7. Give and Recieve Kindness
Practice gratitude and kindness to yourself and others. Times like these give us the opportunity to put in perspective what matters. Send or make a gift for a family member. Call and check on your neighbors. Write a list of all the things you’re thankful for. Use this time of self-isolation to identify what matters to you. Here is an article from Psychology Today about ways to practice gratitude.
If you are having trouble finding identifying the good things in these tough times, reach out to your therapist or Easterseals case manager.
Have any other tips you want to share? Leave them in the comments below!
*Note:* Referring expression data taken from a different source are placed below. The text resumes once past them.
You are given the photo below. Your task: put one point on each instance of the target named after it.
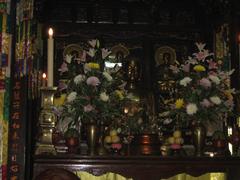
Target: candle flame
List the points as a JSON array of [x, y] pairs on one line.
[[50, 32], [44, 76]]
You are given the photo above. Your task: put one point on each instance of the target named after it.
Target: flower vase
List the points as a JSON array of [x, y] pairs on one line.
[[146, 144], [92, 138], [199, 136]]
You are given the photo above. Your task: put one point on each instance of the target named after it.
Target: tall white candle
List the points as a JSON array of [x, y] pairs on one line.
[[50, 58]]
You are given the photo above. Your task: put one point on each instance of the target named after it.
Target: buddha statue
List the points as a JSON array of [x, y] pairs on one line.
[[165, 81]]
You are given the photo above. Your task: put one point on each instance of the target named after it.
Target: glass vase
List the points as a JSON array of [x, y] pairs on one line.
[[92, 138], [199, 137]]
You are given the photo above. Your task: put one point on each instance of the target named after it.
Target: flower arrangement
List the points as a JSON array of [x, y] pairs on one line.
[[203, 89], [92, 93]]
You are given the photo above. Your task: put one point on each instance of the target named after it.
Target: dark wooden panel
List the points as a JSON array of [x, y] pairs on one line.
[[139, 167]]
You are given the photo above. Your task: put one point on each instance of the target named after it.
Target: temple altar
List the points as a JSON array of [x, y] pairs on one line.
[[139, 167], [146, 38]]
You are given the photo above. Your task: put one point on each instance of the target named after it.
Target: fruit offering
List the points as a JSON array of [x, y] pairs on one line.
[[176, 139], [113, 141]]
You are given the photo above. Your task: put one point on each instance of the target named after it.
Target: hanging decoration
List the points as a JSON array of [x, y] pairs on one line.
[[5, 54], [222, 49], [24, 86]]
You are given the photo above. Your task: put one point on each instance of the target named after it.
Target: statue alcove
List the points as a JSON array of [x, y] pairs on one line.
[[141, 26]]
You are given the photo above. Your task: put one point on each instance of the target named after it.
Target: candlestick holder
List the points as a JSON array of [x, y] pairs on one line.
[[47, 121]]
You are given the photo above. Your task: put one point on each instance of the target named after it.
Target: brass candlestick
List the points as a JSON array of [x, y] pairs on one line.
[[47, 121]]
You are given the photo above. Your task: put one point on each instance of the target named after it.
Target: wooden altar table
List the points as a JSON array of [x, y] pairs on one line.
[[141, 167]]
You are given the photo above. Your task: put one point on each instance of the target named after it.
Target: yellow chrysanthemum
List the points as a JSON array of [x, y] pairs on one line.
[[199, 68], [93, 65], [59, 100], [119, 94], [228, 94], [179, 103]]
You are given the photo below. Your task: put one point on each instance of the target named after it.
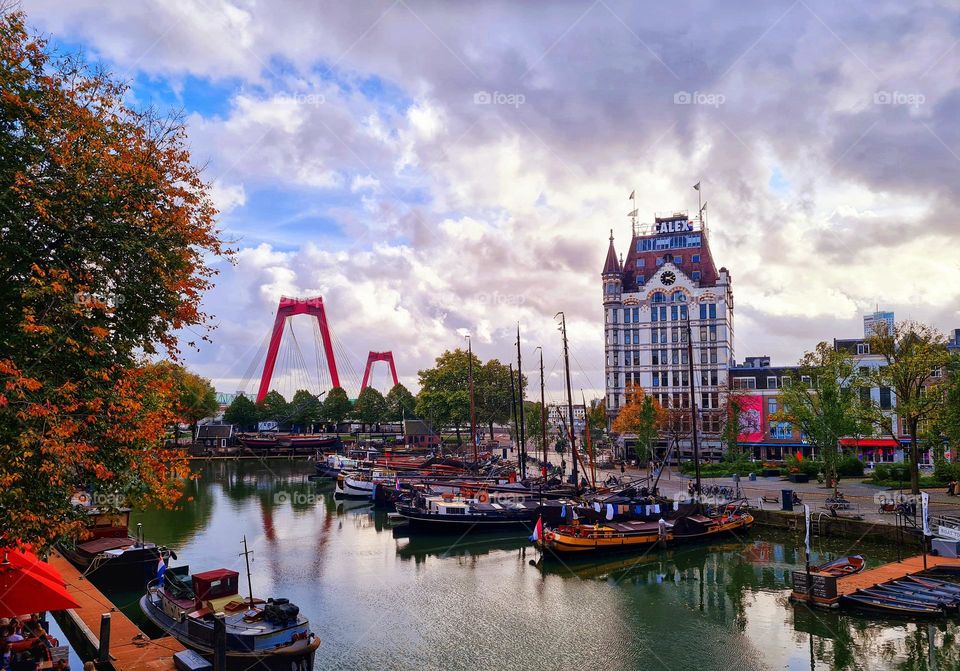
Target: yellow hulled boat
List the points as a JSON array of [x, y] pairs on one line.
[[598, 538]]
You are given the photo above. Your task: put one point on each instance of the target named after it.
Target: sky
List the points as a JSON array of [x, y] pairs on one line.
[[434, 169]]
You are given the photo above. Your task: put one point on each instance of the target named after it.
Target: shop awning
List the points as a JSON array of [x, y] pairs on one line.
[[869, 442]]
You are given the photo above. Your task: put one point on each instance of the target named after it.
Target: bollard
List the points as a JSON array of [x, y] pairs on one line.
[[104, 651], [219, 642]]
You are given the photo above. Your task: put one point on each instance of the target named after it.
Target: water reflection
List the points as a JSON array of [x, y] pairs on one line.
[[379, 598]]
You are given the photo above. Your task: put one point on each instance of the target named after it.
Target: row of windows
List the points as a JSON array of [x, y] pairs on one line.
[[672, 242], [677, 260], [659, 312]]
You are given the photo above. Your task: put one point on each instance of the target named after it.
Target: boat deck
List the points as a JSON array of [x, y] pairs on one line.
[[849, 584], [130, 648]]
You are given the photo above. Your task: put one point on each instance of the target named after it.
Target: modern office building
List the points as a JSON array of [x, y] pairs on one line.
[[879, 322]]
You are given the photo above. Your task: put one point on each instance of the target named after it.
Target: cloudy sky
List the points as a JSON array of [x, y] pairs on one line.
[[435, 167]]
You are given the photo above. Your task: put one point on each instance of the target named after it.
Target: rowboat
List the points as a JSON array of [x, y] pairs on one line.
[[603, 537], [891, 606], [842, 566]]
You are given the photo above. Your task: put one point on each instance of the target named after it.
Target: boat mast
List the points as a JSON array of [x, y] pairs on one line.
[[516, 425], [566, 365], [543, 412], [473, 407], [523, 434], [693, 405], [589, 439], [246, 555]]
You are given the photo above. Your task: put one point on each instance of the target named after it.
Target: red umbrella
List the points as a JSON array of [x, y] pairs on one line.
[[24, 591], [31, 562]]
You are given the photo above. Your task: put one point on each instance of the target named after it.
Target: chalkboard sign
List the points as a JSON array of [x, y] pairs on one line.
[[824, 586]]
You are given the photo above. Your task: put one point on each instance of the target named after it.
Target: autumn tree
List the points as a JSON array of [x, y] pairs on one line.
[[400, 403], [241, 412], [642, 417], [914, 356], [823, 401], [108, 244]]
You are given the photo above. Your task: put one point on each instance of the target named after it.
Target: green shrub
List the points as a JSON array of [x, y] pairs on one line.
[[944, 471], [850, 466], [892, 473]]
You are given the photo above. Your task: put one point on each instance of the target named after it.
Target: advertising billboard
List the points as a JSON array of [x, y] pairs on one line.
[[751, 419]]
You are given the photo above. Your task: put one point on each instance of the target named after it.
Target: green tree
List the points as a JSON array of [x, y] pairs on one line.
[[946, 424], [400, 403], [533, 417], [108, 244], [195, 398], [914, 355], [828, 407], [444, 395], [371, 407], [336, 406], [492, 394], [642, 417], [274, 408], [597, 420], [242, 412], [305, 409]]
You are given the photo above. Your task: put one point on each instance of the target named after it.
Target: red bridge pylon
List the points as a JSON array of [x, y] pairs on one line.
[[379, 356], [290, 307]]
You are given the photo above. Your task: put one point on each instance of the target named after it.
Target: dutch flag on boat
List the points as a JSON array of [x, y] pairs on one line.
[[161, 569], [537, 530]]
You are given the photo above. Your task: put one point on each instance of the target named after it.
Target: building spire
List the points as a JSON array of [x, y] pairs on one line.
[[612, 265]]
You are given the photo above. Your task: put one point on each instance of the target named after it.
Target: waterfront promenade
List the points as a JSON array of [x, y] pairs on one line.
[[130, 648]]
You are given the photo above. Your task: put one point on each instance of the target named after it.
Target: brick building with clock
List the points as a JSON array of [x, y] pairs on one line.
[[668, 278]]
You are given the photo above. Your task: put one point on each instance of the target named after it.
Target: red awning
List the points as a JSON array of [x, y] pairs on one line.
[[23, 591], [869, 442]]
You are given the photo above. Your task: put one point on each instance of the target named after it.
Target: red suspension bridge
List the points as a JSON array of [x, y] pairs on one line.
[[292, 359]]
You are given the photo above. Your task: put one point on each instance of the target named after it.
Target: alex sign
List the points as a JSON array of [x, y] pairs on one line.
[[674, 226]]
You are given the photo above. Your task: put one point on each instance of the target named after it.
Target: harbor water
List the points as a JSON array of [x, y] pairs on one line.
[[381, 600]]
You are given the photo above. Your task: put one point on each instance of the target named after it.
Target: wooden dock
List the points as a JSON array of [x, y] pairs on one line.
[[827, 592], [130, 648]]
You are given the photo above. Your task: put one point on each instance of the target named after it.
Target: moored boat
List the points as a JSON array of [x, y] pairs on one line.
[[448, 513], [604, 537], [261, 635], [111, 558], [841, 566]]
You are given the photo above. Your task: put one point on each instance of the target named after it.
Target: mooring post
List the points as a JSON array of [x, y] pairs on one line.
[[104, 652], [219, 642]]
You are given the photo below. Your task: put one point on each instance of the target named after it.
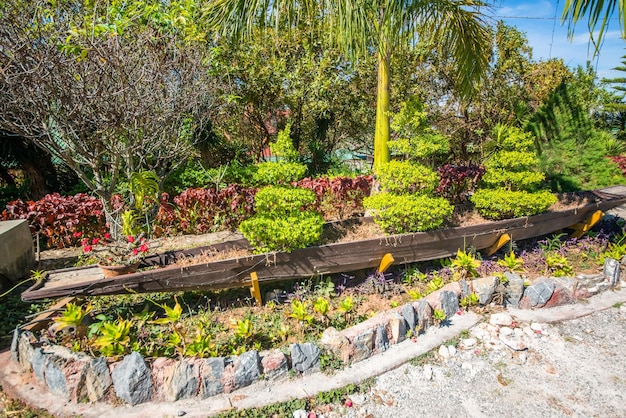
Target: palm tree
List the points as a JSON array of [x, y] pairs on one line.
[[454, 28], [597, 11]]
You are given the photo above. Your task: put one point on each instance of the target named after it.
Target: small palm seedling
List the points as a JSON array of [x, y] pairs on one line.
[[434, 284], [512, 263], [439, 316], [469, 300], [464, 265], [558, 266]]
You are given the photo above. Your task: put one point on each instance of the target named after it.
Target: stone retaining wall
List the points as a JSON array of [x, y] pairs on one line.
[[79, 377]]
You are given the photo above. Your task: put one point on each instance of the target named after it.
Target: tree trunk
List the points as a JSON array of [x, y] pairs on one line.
[[381, 137]]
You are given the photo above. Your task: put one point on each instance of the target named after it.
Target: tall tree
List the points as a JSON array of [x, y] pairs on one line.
[[109, 88], [598, 12], [456, 28]]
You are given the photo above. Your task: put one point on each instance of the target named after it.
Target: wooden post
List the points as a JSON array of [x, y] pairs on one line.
[[254, 288], [581, 228], [385, 263], [502, 240]]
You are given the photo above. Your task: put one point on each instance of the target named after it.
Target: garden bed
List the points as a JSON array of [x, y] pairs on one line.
[[308, 262]]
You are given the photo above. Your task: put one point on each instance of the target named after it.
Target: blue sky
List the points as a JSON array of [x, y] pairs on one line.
[[548, 37]]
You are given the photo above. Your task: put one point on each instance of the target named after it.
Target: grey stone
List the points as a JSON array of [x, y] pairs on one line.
[[449, 303], [98, 379], [410, 316], [537, 295], [424, 315], [465, 291], [54, 376], [382, 339], [305, 356], [39, 363], [17, 254], [514, 289], [274, 364], [184, 382], [484, 288], [611, 270], [132, 379], [247, 369], [25, 349], [211, 372], [397, 328], [337, 343], [363, 345]]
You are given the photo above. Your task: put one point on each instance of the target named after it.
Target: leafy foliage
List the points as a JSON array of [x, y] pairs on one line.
[[197, 211], [501, 203], [338, 197], [407, 177], [63, 220], [282, 222], [408, 213], [457, 182]]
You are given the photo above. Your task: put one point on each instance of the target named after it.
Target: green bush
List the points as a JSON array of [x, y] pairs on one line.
[[404, 177], [408, 213], [270, 173], [282, 222], [297, 230], [280, 201], [501, 203]]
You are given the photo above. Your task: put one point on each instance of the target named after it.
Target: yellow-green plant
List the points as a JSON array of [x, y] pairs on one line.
[[73, 316], [114, 337], [439, 316], [512, 263], [464, 265], [434, 284], [469, 300]]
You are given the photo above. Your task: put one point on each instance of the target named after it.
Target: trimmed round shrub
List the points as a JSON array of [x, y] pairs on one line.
[[405, 177], [399, 214], [297, 230], [502, 203]]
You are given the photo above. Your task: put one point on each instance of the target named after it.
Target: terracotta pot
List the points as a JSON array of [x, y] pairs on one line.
[[112, 271]]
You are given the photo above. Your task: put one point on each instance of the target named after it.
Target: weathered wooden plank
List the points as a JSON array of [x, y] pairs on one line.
[[326, 259]]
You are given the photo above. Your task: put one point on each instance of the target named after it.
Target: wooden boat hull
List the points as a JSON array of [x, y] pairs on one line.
[[308, 262]]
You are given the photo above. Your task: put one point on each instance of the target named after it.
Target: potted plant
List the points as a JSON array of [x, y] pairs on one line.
[[116, 257]]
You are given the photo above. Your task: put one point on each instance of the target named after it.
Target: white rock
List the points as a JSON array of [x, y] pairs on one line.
[[443, 351], [517, 344], [501, 319], [428, 372], [506, 331], [452, 350], [467, 343]]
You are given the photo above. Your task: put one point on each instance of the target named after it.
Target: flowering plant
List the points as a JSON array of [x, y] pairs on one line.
[[108, 252]]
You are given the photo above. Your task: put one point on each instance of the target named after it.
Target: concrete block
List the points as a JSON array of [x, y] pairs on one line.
[[17, 255]]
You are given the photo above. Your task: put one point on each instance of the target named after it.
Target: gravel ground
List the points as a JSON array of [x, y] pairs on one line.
[[573, 368]]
The Department of Human Services is also providing mental health resources during this time.
About the Author:
Unconditional positive regard is the basic acceptance and support of a person regardless of what the person says or does. My mission as a therapist is to assist clients in accepting and taking responsibility for themselves. To assist clients in building a healthy sense of self at any age in order to deal with life’s complicated in’s and out’s. I have provided effective coaching and counseling to those who struggle with anxiety, depression, mood disorders, family conflict, and crises. I have worked with families to assist in identifying the root of their challenge, identify positive problem-solving skills, coping skills, and increase positive communication. I have worked with clients that have experienced trauma in order to assist with the emotional processing of the event and work toward pre-trauma functioning.